In his homeland, Morton devoted himself to teaching and other activities in the cities of Passaic Bridge (New Jersey) and Dobbs Ferry (New York) from 1886 to 1903. He was exonerated at his own request, uncensored, on April 14, 1904, by the Presbytery of Roanoke. Mary Brown Morton died in New York at the age of 76 on August 17, 1923, and Professor Morton at age 84 on December 14, 1925. They had ten children, almost all born in Brazil (Campinas and São Paulo): George Harman LeGrand (1870-1944), Margaret Wilson (1871-1944), David Holmes (1875-1946), Susan Ann (1876- 1962), Emily LeGrand (1877-1957), William Stewart (1879-1935), Mary Brown (1881-1964), John Carrington (1882-1883), Bell (1883-1907) and Samuel (1887-1932). Several of them were baptized by colleague George W. Chamberlain. In the article cited above, Erasmo Braga highlighted the extraordinary qualities of Morton as an educator. When Morton passed away, the newspaper O Estado de São Paulo, owned by of his former student Júlio Mesquita, hailed him as having been the prototype of the educator. J. C. Alves de Lima, in his book Memories of Men and Things of My Time (1926), also made a beautiful tribute to the great pedagogue. He notes that Morton helped to form the generation that came to assume the leadership of the country in the republican regime. He was a friend of Prudente de Morais, Campos Sales, Francisco Glicério, and other notable ones. When already old man, Morton went to the Waldorf Astoria Hotel in New York for a dinner in honor of a Brazilian admiral. Alves de Lima says: "There was a silence for a moment deep, but, as if listening to the voice of command, the officer in charge stood up and with the greatest enthusiasm drank the health of the old friend of Brazil. "

Bibliography:

• Lessa, Annaes , 50, 73, 75, 93, 98, 133, 146, 180a (photo), 183-85.

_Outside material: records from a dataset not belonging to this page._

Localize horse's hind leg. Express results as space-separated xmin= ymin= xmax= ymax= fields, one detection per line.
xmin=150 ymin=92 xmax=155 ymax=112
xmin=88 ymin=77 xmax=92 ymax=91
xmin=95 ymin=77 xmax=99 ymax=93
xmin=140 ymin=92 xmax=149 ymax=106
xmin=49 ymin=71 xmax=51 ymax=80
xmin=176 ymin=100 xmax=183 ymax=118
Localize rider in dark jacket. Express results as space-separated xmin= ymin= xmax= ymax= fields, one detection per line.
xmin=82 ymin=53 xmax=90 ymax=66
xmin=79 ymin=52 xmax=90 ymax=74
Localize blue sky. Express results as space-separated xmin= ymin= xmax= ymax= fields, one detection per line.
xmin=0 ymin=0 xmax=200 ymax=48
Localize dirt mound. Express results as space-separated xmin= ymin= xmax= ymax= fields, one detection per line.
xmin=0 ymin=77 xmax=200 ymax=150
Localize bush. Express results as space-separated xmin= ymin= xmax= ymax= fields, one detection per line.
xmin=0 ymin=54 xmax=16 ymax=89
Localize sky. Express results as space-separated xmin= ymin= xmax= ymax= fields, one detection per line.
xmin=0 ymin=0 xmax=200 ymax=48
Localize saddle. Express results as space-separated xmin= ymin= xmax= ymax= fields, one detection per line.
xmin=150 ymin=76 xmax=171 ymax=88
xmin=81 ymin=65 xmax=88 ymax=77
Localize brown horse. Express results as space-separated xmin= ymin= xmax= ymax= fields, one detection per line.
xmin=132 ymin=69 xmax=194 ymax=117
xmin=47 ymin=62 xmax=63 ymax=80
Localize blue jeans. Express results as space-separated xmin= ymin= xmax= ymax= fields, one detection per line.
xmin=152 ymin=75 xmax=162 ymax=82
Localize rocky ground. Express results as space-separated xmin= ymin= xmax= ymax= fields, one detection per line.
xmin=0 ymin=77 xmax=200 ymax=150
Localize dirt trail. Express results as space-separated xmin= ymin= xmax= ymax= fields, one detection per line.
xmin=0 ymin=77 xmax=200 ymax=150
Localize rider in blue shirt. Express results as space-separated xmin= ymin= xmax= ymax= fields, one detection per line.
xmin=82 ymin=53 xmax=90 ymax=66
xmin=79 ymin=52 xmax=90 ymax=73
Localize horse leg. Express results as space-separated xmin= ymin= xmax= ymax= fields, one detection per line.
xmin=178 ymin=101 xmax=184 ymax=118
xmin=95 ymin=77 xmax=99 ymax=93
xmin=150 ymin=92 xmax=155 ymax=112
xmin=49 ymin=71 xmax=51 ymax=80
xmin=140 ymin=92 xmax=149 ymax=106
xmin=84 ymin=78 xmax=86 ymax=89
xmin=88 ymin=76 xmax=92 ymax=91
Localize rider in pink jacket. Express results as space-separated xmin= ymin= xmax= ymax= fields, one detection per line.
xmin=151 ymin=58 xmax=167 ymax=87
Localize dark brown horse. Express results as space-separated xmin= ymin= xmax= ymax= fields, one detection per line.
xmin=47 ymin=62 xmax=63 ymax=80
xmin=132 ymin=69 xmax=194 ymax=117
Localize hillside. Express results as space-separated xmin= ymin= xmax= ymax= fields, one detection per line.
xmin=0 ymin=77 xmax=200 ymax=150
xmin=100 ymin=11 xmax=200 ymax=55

• Ferreira, History of IPB , I: 109-111, 214.

• Erasmo Braga, "The International College and Its Founders: Early Education

North American in Brazil, " Journal of the Center of Sciences, Letters and Arts , Campinas

(30-09-1916), 42-47.

• GN Morton, Farewell from Campinas, Province of São Paulo (14-11-1879).

• GN Morton, articles on Morton College, Province of São Paulo (January 1880).

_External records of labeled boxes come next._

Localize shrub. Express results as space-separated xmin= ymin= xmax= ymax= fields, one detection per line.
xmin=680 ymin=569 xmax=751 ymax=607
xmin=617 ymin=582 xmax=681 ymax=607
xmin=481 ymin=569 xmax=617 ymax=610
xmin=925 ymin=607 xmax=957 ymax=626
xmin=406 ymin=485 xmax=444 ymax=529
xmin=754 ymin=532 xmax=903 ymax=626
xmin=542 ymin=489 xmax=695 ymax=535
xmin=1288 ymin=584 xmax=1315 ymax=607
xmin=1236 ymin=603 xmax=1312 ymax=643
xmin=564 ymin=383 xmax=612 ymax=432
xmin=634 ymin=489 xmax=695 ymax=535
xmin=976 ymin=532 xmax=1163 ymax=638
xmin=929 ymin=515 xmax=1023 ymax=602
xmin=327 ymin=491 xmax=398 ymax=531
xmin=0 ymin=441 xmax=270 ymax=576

• GN Morton and LP Barreto, polemic on positivism, Province of São Paulo

(February 1880).

• Letter from Dr. JC Alves de Lima with information about Morton, Diario Popular (10-

07-1907).

• JC Alves de Lima, Memories of Men and Things of My Time (Rio, 1926), 56-59.

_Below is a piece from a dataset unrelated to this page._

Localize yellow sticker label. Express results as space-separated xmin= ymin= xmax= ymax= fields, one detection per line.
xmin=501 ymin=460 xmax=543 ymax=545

• The General Catalog of Trustees, Officers, Professors, and Alumni of Union

Theological Seminary in Virginia, 1807-1924 .

• Bear, Mission to Brazil , 10-17.

• McIntire, Portrait , 7 / 2-34.

• Ribeiro, Protestantism and Brazilian Culture , 199-221.

• Marcus Levy Albino Bencostta. Go for Every World: The Province of São Paulo as

Field of Presbyterian Mission, 1869-1892 . Campinas: Unicamp, 1996.

• "Descendants of W. Brown": [www.chesapeake.net/~stovy/Brown/fam00028.htm].

• "Morton Family Photo": [www.andmore.com/lara/gen/pics/mortbrn.htm]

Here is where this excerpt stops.